Adam entered the film industry as a draughtsman on This Was a Woman (1948). He met his Italian wife Maria Letizia while filming in Ischia, and they married on 16 August 1952. His first major screen credit was as production designer on the British thriller Soho Incident (1956). In the mid-1950s, he worked (uncredited) on the epics Around the World in 80 Days (also 1956) and Ben-Hur (1959), directed by William Wyler. His first major credit was for the horror film, Night of the Demon (1957), directed by Jacques Tourneur, and he was also the production designer on several films directed by Robert Aldrich. He was hired for the first James Bond film, Dr. No (1962). For Stanley Kubrick's Dr.
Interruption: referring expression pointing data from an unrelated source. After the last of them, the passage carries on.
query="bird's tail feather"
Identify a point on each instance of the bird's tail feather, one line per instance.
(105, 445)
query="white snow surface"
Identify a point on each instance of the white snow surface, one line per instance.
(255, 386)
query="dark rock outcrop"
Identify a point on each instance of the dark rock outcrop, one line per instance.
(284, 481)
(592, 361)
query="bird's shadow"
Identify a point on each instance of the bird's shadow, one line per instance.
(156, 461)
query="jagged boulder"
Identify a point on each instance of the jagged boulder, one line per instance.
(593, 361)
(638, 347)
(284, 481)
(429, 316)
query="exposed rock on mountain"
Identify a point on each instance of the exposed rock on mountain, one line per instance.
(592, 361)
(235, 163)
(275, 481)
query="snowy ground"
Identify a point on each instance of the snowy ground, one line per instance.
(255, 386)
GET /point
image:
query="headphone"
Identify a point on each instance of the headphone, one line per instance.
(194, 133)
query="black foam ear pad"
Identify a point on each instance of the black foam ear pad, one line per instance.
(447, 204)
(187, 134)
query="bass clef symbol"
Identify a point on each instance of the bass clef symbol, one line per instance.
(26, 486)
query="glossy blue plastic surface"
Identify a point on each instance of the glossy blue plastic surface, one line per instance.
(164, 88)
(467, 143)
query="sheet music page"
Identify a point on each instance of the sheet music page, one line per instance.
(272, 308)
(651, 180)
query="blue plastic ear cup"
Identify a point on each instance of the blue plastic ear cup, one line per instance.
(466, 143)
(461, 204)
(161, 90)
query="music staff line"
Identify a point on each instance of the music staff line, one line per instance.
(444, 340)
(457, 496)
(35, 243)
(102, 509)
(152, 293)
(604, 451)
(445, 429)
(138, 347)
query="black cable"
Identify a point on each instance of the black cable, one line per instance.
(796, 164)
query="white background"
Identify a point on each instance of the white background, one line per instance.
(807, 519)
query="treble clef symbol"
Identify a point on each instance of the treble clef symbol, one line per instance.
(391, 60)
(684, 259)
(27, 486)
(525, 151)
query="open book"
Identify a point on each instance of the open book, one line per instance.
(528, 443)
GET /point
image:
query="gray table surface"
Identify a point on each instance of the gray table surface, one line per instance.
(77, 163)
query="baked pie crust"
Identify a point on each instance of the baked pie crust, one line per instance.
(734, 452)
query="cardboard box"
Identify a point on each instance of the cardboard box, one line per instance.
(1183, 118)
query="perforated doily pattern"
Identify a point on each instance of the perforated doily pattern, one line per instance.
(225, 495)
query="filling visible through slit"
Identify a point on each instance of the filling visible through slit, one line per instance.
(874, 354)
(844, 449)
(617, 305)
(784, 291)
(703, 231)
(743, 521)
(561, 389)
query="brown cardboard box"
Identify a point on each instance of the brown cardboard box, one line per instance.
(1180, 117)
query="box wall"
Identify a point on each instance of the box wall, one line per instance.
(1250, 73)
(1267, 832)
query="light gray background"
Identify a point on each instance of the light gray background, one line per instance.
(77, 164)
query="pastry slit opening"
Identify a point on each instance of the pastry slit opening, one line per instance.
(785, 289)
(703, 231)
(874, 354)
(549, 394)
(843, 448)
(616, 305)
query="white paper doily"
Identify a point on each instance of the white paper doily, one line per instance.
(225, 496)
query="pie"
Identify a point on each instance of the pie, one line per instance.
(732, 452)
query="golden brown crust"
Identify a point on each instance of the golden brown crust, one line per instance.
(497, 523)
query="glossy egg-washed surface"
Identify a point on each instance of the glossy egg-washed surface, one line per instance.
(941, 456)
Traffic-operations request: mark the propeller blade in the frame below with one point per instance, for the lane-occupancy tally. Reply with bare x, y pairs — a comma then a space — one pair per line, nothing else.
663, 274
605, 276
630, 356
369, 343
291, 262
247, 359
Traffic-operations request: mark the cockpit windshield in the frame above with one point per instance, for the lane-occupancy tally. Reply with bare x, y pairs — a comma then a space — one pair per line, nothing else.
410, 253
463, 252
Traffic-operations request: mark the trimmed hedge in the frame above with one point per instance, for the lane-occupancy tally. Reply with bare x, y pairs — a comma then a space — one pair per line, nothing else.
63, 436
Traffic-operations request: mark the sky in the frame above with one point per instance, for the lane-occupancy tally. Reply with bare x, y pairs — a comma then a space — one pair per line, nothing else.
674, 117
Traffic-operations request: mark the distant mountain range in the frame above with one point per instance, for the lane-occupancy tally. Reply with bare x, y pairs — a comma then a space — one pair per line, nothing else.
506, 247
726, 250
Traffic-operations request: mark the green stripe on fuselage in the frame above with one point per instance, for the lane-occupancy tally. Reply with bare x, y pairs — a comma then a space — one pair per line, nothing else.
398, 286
Strangelove (1964), his work was described by the British Film Institute (BFI) as "gleaming and sinister." Steven Spielberg even called it "the best set that's ever been designed." He turned down the opportunity to work on Kubrick's next project, 2001: A Space Odyssey (1968), after he found out that Kubrick had been working with NASA for a year on space exploration, and that would put him at a disadvantage in developing his art.
This enabled Adam to make his name with his innovative, semi-futuristic sets for further James Bond films, such as Goldfinger (1964), Thunderball (1965), You Only Live Twice (1967), and Diamonds Are Forever (1971). The supertanker set for The Spy Who Loved Me (1977) was constructed in the largest sound stage in the world, at the time. It was lit by Stanley Kubrick in secret. His last Bond film was Moonraker (1979). Writing for The Guardian in 2005, journalist Johnny Dee claimed: "His sets for the seven Bond films he worked on [...] are as iconic as the movies themselves and set the benchmark for every blockbuster".
Adam's other film credits include The Trials of Oscar Wilde (1960), the Michael Caine espionage thriller The Ipcress File (1965) and its sequel Funeral in Berlin (1966), the Peter O'Toole version of Goodbye, Mr. Chips (1969), Sleuth (1972), Salon Kitty (1976), Agnes of God (1985), Addams Family Values (1993), and The Madness of King George (1994). He was also a visual consultant on the film version of Pennies from Heaven (1981), adapted from Dennis Potter's television serial.
Adam returned to work with Kubrick on Barry Lyndon (1975), for which he won his first Oscar. The BFI noted the film's "contrastingly mellow Technicolor beauties" in its depiction of the 18th century. He also designed the famous car for the film Chitty Chitty Bang Bang (1968), which was produced by the same team as the James Bond film series. During the late 1970s, he worked on storyboards and concept art for Star Trek: Planet of the Titans, then in pre-production. The film was eventually shelved by Paramount Pictures.
Adam was a jury member at the 1980 Cannes Film Festival and the 49th Berlin International Film Festival. In 1999, during the Victoria and Albert Museum exhibition "Ken Adam – Designing the Cold War", Adam spoke on his role in the design of film sets associated with the 1960s through the 1980s.
Adam died on 10 March 2016 at his home in London, following a short illness. He was 95 years old.
In September 2012, Adam handed over his entire body of work to the Deutsche Kinemathek. The collection comprises approximately 4,000 sketches for films from all periods, photo albums to individual films, storyboards of his employees, memorabilia, military medals, and identity documents, as well as all cinematic awards, including Adam's two Academy Awards.